Cloud hyperscalers: workload identity federation
The hyperscalers took SPIFFE’s philosophy — don’t hand out secrets, issue short-lived identity based on what the workload verifiably is — and wired it into their IAM. The common substrate is the Kubernetes projected service-account token: an OIDC JWT the kubelet mints for a pod, signed by the cluster, audience-scoped, and auto-rotated. The cloud IAM trusts the cluster’s OIDC issuer and exchanges that JWT for cloud credentials. No secret is stored in the pod.
┌────────────┐ projected SA token ┌───────────────┐ temp cloud creds ┌────────┐
│ Pod │ (OIDC JWT, signed │ Cloud IAM STS │ (mins–1h TTL, │ Cloud │
│ (K8s SA) │ by cluster issuer) │ trusts cluster│ auto-rotated) │ API │
└─────┬──────┘───────────────────────▶│ OIDC issuer │────────────────────▶│(S3/GCS/│
│ └───────────────┘ │ Blob) │
│ SDK calls cloud API with temp creds ──────────────────────────────▶└────────┘
│ no static key, no secret in the pod
AWS
- IRSA (IAM Roles for Service Accounts) and the newer EKS Pod
Identity.
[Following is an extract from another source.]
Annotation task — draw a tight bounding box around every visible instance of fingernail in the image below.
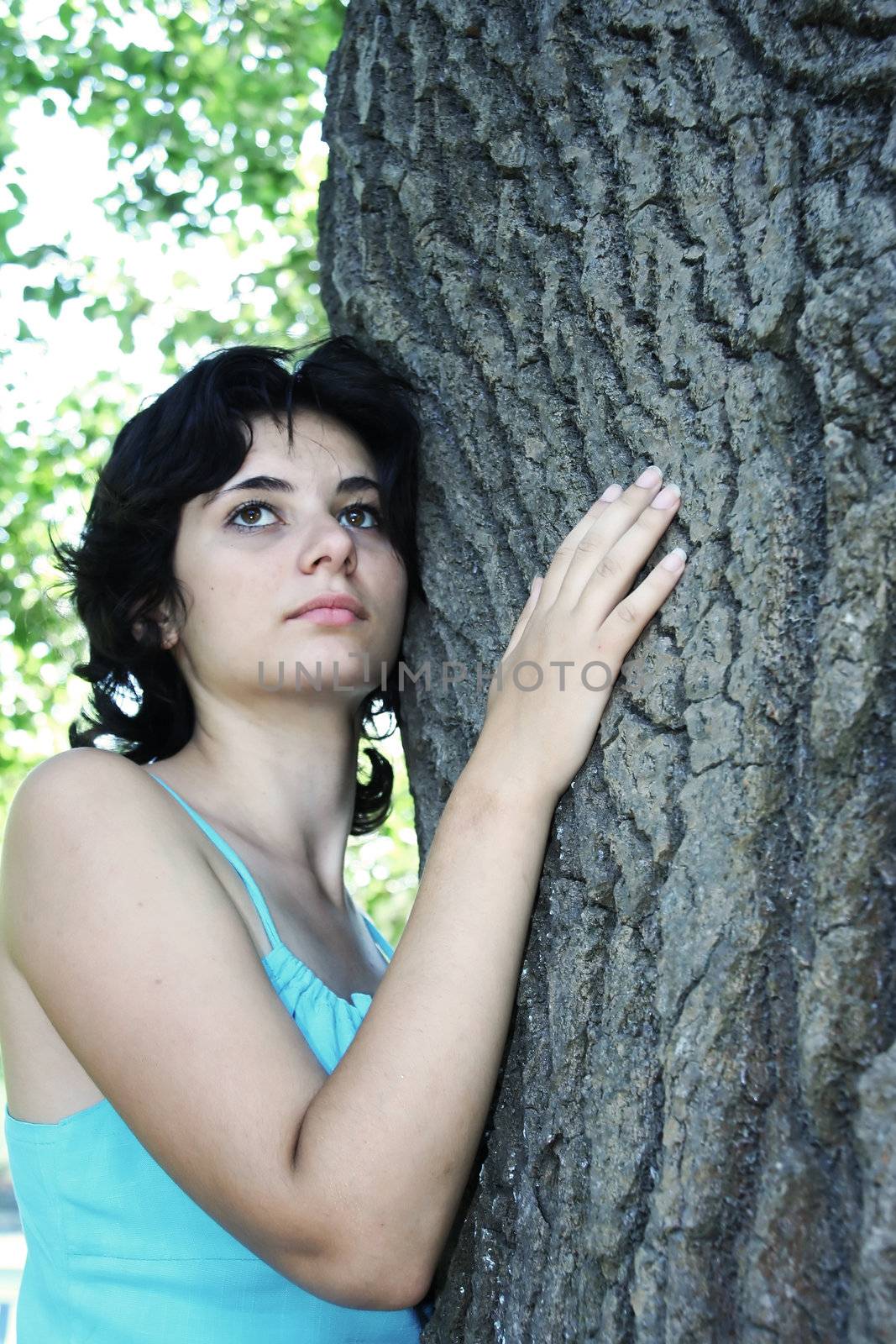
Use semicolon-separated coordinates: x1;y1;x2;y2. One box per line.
636;466;663;486
650;486;681;508
659;546;688;573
The cluster’s OIDC provider is registered with IAM; a pod’s
SA maps to an IAM role; AWS STS
AssumeRoleWithWebIdentityswaps the projected token for temporary credentials. - IAM Roles Anywhere does the same for workloads outside AWS using X.509 certs — effectively SPIFFE-style mTLS into AWS IAM.
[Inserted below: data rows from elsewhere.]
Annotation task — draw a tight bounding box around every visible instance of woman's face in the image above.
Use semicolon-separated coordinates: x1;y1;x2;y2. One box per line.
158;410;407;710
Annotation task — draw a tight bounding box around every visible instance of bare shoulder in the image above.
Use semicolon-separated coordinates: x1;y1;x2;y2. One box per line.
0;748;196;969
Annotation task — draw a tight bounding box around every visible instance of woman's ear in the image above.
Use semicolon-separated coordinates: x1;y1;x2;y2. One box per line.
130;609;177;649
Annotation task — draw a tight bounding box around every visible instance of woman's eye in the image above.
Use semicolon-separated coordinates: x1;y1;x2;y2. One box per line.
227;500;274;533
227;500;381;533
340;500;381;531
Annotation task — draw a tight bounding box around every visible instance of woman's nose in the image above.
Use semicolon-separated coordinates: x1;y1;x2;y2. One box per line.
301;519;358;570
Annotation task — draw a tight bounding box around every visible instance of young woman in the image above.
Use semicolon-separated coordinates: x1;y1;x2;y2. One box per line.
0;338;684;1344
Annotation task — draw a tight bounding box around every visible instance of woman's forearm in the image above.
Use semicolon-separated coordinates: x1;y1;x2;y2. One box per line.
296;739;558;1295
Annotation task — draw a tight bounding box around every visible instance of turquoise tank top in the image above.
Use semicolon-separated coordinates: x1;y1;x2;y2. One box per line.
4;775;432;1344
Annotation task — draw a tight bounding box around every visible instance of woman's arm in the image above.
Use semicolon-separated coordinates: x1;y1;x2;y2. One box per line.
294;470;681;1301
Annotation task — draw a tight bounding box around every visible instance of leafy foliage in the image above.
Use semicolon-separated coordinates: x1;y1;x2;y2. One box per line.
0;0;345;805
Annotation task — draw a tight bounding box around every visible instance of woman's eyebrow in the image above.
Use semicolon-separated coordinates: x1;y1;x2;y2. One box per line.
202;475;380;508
# EKS: bind a Kubernetes SA to an AWS IAM role (IRSA). No keys in the pod.
apiVersion: v1
kind: ServiceAccount
metadata:
name: ledger
annotations:
eks.amazonaws.com/role-arn: arn:aws:iam::111122223333:role/ledger-role
Google Cloud
- Workload Identity Federation. A workload identity pool trusts an external OIDC/SAML issuer (another cluster, GitHub Actions, AWS, Azure). GKE’s built-in Workload Identity maps a Kubernetes SA to a Google service account directly. Credentials are short-lived STS tokens.
Azure
- Microsoft Entra Workload ID. Managed Identities give Azure-hosted workloads an identity with zero credentials in code (the platform injects them via IMDS). Workload Identity Federation extends the same to AKS pods and external issuers through Federated Identity Credentials — a projected SA token is exchanged for an Entra access token, no client secret.
# GitHub Actions → cloud, with NO stored cloud secret.
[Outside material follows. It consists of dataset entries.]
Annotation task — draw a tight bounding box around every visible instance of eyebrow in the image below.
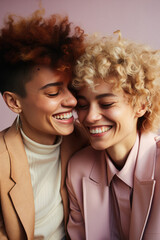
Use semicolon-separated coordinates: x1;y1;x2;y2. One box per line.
39;82;63;90
77;93;117;99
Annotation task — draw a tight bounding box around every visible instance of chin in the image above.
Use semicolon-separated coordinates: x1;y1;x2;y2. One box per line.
91;143;106;151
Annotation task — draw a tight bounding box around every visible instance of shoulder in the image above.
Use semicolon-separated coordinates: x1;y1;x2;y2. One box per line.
68;146;101;175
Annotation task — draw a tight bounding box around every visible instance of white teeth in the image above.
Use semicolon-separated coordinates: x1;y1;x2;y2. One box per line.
89;127;111;134
54;112;73;120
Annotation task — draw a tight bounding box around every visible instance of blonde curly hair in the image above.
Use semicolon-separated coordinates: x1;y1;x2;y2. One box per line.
72;31;160;132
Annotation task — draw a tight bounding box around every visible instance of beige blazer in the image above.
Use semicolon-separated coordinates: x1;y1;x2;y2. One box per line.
0;121;85;240
67;134;160;240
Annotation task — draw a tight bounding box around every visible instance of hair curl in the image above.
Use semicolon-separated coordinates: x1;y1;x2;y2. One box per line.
0;10;84;97
72;31;160;132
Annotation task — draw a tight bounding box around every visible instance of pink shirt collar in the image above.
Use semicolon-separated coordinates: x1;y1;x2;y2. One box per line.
105;134;139;188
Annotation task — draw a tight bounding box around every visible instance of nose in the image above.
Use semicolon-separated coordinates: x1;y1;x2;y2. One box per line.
62;89;77;107
85;106;102;124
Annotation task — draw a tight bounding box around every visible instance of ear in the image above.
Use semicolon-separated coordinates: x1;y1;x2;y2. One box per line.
3;91;22;114
136;104;147;118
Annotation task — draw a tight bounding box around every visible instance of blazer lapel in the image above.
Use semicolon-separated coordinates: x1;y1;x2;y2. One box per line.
4;123;35;239
83;152;109;240
129;135;156;240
# The runner presents its OIDC token; the cloud exchanges it for creds.
# (Azure federated-credential example; AWS/GCP have the same shape.)
az login --service-principal \
--username "$AZURE_CLIENT_ID" \
--tenant "$AZURE_TENANT_ID" \
--federated-token "$(cat $ACTIONS_ID_TOKEN_REQUEST_...)"
The pattern is identical across all three: trust an OIDC issuer, exchange its short-lived token for cloud credentials, store nothing. That is RFC 8693 token exchange with cloud-specific spelling.
Choosing: a decision guide
Are both ends inside one cloud / K8s cluster?
└─ yes → use the platform's workload identity
(IRSA / Pod Identity, GKE WI, Entra Managed ID). No secrets.
└─ no → Do you control the transport and run PKI / a mesh?
└─ yes → mTLS + certificate-bound tokens (RFC 8705),
SPIFFE/SPIRE for issuance & rotation.
└─ no → OAuth client-credentials with:
• private_key_jwt (never client_secret)
• + DPoP (sender-constrain the token)
Crossing trust domains (cluster→cloud, cloud→cloud, CI→cloud)?
└─ Workload Identity Federation / token exchange (RFC 8693).
Three principles hold across all of it:
- No long-lived shared secrets. If a human can copy it, so can an attacker. Prefer keys and issued identities over strings.
- Sender-constrain the token. Bearer tokens are stolen and replayed; mTLS- or DPoP-bound tokens are useless without the key.
- Short TTLs and automatic rotation. A ten-minute SVID or a one-hour STS credential shrinks the blast radius to almost nothing — and removes the rotation task humans never do.
The direction of travel is clear: away from secrets a service knows, and toward identities a service verifiably is — issued fresh, bound to the sender, and expired before anyone notices they leaked.